11-Novembre : l'hommage à Pétain était-il légitime ?
L'hôtel des Invalides à Paris, le 15 juillet 2018.

Orange avec AFP, publié le jeudi 08 novembre 2018 à 07h00

L'exécutif a finalement clarifié son point de vue jeudi soir. "Aucun hommage ne sera rendu à Pétain", a précisé le porte-parole du gouvernement Benjamin Griveaux, tentant de clore la polémique suscitée par les propos d'Emmanuel Macron, qui a qualifié de "grand soldat" le maréchal Pétain.

Après la sortie critiquée d'Emmanuel Macron sur la figure du maréchal Pétain, qu'il a qualifié de "grand soldat" durant la Première Guerre mondiale, l'exécutif martèle qu'il n'a jamais été question de rendre hommage, à la veille du centenaire de l'Armistice, à celui qui fut ensuite chef du régime collaborationniste de Vichy puis frappé d'indignité nationale.

"Aucun hommage ne sera rendu à Pétain samedi (10 novembre, ndlr).

Il n'en a jamais été question", a assuré le porte-parole du gouvernement Benjamin Griveaux dans un communiqué publié mercredi 7 novembre en fin de soirée.



Le gouvernement insiste sur le fait que la cérémonie qui aura lieu n'honorera nommément que les maréchaux de la Grande Guerre qui reposent dans la crypte des Invalides. "Comme indiqué à plusieurs reprises ces derniers jours, le samedi 10 novembre ne seront honorés que les maréchaux présents aux Invalides : Foch, Lyautey, Franchet d'Esperey, Maunoury et Fayolle", précise le compte Twitter de la communication de l'Élysée. "Certains en ont déduit que Pétain en faisait partie ; ce n'est pas le cas.
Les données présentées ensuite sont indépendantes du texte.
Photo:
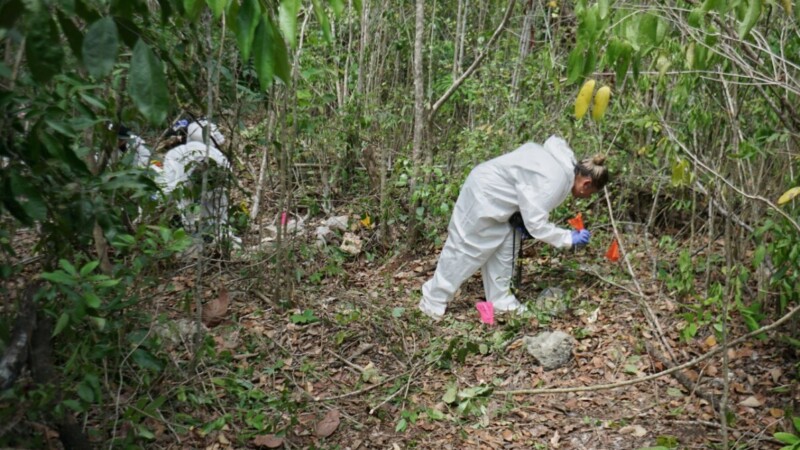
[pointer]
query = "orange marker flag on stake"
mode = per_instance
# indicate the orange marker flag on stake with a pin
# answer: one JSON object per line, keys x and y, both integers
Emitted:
{"x": 577, "y": 222}
{"x": 613, "y": 251}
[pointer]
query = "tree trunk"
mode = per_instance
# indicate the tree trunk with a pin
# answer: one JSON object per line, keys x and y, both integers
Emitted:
{"x": 419, "y": 116}
{"x": 525, "y": 44}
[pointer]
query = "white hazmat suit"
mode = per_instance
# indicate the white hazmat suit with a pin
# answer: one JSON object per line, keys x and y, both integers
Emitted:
{"x": 533, "y": 179}
{"x": 177, "y": 168}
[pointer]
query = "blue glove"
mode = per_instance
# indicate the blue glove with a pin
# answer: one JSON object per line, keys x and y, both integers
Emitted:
{"x": 580, "y": 238}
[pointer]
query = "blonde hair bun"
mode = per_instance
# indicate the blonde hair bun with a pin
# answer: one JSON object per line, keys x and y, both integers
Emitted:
{"x": 599, "y": 159}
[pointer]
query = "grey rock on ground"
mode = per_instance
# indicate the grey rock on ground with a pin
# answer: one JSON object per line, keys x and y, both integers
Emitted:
{"x": 551, "y": 301}
{"x": 551, "y": 349}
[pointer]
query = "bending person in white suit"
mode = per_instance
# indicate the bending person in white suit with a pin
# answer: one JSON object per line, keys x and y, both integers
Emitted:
{"x": 532, "y": 180}
{"x": 180, "y": 163}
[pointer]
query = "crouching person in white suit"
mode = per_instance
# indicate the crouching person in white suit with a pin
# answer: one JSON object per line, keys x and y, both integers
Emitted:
{"x": 181, "y": 178}
{"x": 533, "y": 180}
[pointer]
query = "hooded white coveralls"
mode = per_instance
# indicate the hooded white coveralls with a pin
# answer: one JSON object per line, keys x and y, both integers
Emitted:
{"x": 533, "y": 179}
{"x": 214, "y": 206}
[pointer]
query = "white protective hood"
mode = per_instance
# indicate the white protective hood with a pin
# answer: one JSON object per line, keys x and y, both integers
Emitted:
{"x": 194, "y": 133}
{"x": 532, "y": 179}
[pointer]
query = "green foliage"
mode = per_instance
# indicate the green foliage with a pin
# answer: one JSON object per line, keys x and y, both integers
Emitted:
{"x": 304, "y": 318}
{"x": 148, "y": 84}
{"x": 791, "y": 439}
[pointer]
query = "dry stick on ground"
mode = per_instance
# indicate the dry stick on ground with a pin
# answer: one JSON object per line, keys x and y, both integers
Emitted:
{"x": 683, "y": 378}
{"x": 651, "y": 317}
{"x": 604, "y": 387}
{"x": 696, "y": 160}
{"x": 474, "y": 65}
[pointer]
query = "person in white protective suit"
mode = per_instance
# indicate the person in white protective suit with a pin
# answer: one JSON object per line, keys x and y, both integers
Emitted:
{"x": 127, "y": 141}
{"x": 532, "y": 180}
{"x": 178, "y": 166}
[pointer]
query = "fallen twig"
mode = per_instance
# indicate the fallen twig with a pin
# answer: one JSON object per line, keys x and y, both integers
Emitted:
{"x": 604, "y": 387}
{"x": 682, "y": 378}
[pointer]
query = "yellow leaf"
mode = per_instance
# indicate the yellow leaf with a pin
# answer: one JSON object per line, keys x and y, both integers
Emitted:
{"x": 789, "y": 195}
{"x": 584, "y": 98}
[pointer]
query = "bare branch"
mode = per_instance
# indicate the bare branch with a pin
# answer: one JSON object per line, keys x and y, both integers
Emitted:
{"x": 457, "y": 83}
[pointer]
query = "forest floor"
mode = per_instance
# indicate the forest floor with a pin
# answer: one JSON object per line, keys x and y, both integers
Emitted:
{"x": 354, "y": 365}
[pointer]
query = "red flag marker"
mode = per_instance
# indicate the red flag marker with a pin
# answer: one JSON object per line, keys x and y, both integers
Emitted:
{"x": 613, "y": 251}
{"x": 577, "y": 222}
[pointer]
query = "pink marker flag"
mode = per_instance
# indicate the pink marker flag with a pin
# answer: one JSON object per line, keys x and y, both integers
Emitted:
{"x": 486, "y": 310}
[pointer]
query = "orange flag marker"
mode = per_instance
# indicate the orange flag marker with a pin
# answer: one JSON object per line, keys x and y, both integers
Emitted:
{"x": 613, "y": 251}
{"x": 577, "y": 222}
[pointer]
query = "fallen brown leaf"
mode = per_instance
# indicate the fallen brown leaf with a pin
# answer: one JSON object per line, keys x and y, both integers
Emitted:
{"x": 633, "y": 430}
{"x": 268, "y": 440}
{"x": 215, "y": 310}
{"x": 328, "y": 424}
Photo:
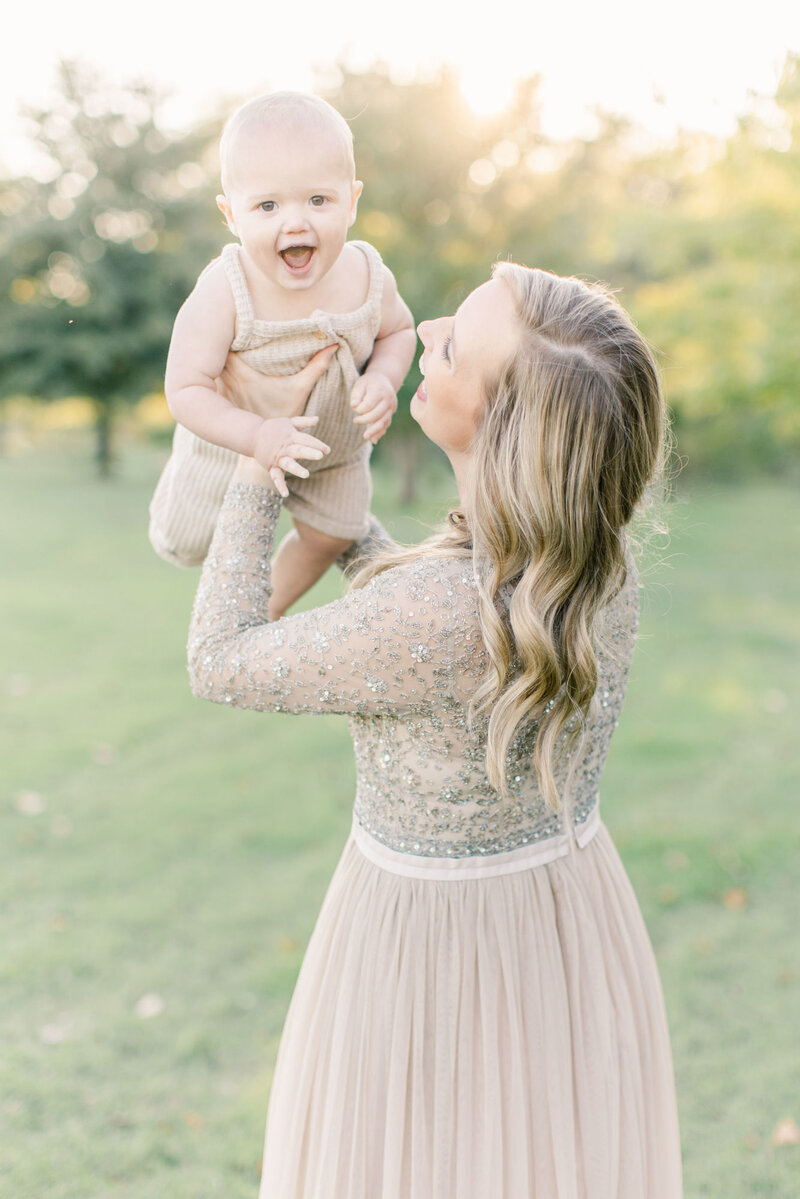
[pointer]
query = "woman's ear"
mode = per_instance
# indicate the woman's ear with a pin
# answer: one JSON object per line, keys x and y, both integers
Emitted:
{"x": 224, "y": 208}
{"x": 358, "y": 187}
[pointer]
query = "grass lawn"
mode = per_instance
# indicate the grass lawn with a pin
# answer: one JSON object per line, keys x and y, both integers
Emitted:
{"x": 162, "y": 860}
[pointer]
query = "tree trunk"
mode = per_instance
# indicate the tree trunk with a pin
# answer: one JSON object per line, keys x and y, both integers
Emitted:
{"x": 103, "y": 422}
{"x": 405, "y": 452}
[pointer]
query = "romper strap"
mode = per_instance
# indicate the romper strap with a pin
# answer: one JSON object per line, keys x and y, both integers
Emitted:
{"x": 234, "y": 270}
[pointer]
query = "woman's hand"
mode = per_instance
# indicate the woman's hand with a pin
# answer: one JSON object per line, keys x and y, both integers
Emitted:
{"x": 272, "y": 396}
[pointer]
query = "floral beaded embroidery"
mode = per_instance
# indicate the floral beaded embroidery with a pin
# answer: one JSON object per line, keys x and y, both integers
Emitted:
{"x": 397, "y": 656}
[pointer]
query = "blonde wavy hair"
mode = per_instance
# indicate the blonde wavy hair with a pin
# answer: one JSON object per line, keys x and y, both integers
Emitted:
{"x": 572, "y": 437}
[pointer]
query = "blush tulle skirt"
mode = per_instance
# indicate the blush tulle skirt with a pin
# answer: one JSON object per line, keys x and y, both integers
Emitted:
{"x": 486, "y": 1038}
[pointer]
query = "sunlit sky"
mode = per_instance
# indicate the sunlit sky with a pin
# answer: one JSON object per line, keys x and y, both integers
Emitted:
{"x": 687, "y": 62}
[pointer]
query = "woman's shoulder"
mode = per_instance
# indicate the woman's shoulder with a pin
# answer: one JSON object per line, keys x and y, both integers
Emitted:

S'il y a eu confusion, c'est que nous n'avions pas été suffisamment clairs sur ce point", a ajouté Benjamin Griveaux.

L'État-major des armées a également précisé le déroulement de la cérémonie, dans un communiqué sur Twitter qui ne cite pas le maréchal Pétain. Il est ainsi indiqué que la présence du président de la République n'est pas prévue, mais qu'il sera représenté par son chef d'état-major particulier Bernard Rogel. Il sera chargé de fleurir la tombe des cinq maréchaux présents aux Invalides.

Juste avant le Conseil des ministres délocalisé à Charleville-Mézières (Ardennes) mercredi, Emmanuel Macron avait pourtant jugé "légitime" qu'un hommage soit rendu au maréchal Pétain, arguant que le chef du régime de Vichy avait été "pendant la Première Guerre mondiale un grand soldat" avant de conduire "des choix funestes" pendant la Deuxième en collaborant avec le régime nazi. Relancé sur le sujet en fin d'après-midi, en déplacement dans l'Aisne, le chef de l'État a expliqué qu'il "ne pardonne rien" des actes de Philippe Pétain mais qu'il "ne gomme rien" de l'histoire de France.